The Supreme Court stepped in on an emergency petition for review under Code § 8.01-626, which is a statute that technically applies only to preliminary injunctions, not TROs. But the Court treated the TRO as a de facto preliminary injunction because of its sweeping scope and impact. The Court stayed the TRO, meaning the election moves forward, but it pointedly declined to validate the underlying process by which the General Assembly advanced the amendment.

The Court invoked the longstanding prudential principle from Scott v. James (1912) that courts of equity should not enjoin the holding of an election. The Court emphasized that this is a timing issue, not a jurisdictional bar to judicial review. If the amendment is rejected, the challenges become moot. If it passes, the courts retain full authority to review the validity of the process through declaratory judgment and to fashion appropriate equitable remedies at that point.

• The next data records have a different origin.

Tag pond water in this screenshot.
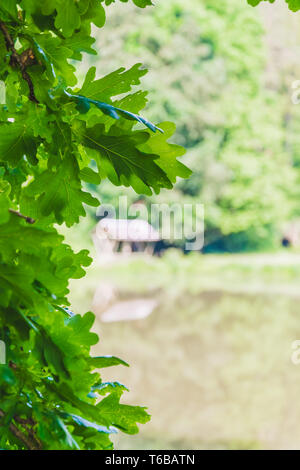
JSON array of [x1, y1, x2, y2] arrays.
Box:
[[70, 254, 300, 449]]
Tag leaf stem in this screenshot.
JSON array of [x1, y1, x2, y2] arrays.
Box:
[[9, 209, 36, 224]]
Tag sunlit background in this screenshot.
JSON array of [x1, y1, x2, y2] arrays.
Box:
[[62, 0, 300, 450]]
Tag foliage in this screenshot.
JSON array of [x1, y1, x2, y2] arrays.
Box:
[[0, 0, 190, 449], [92, 0, 298, 251], [248, 0, 300, 11]]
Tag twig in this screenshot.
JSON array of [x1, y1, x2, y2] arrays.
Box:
[[0, 21, 38, 103], [13, 415, 42, 449], [9, 209, 35, 224], [0, 410, 41, 450], [13, 415, 34, 427]]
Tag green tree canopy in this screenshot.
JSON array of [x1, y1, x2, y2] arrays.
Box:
[[0, 0, 190, 449]]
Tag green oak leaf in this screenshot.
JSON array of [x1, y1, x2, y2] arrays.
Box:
[[0, 0, 18, 20], [81, 123, 172, 195], [78, 64, 147, 102], [54, 0, 81, 38], [23, 153, 99, 225], [87, 355, 130, 369], [34, 34, 77, 86], [63, 28, 97, 60], [138, 122, 191, 183], [96, 392, 150, 434], [0, 122, 37, 166], [82, 0, 106, 28]]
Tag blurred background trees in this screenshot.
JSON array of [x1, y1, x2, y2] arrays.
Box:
[[79, 0, 300, 252]]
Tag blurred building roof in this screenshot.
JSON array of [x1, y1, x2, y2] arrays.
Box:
[[96, 218, 160, 242]]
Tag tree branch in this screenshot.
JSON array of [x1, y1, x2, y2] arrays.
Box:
[[0, 410, 41, 450], [13, 415, 42, 449], [0, 21, 38, 103], [9, 209, 36, 224]]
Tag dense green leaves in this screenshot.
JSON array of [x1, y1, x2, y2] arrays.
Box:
[[247, 0, 300, 11], [105, 0, 153, 7], [0, 0, 188, 450]]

And the Court went out of its way to signal that the stay should not be read as a merits ruling. It catalogued the serious constitutional challenges in both this case and the companion Scott v. McDougle case, including claims that the General Assembly improperly expanded the scope of a special session (rendering first passage void ab initio), that no qualifying intervening House election occurred because early voting began before first passage, that statutory notice requirements under former Code § 30-13 were violated, that the ballot language is misleading under the Article XII Submission Clause, that the 90-day waiting period was not satisfied given the early voting start date, and that HB 1384 violates the Form of Laws Clause by embracing multiple objects not all reflected in the bill’s title. The Court characterized these as issues “of grave concern.”

The practical upshot is that the election proceeds, but the Court has essentially laid a roadmap for post-election review and made clear it views the process challenges as substantial.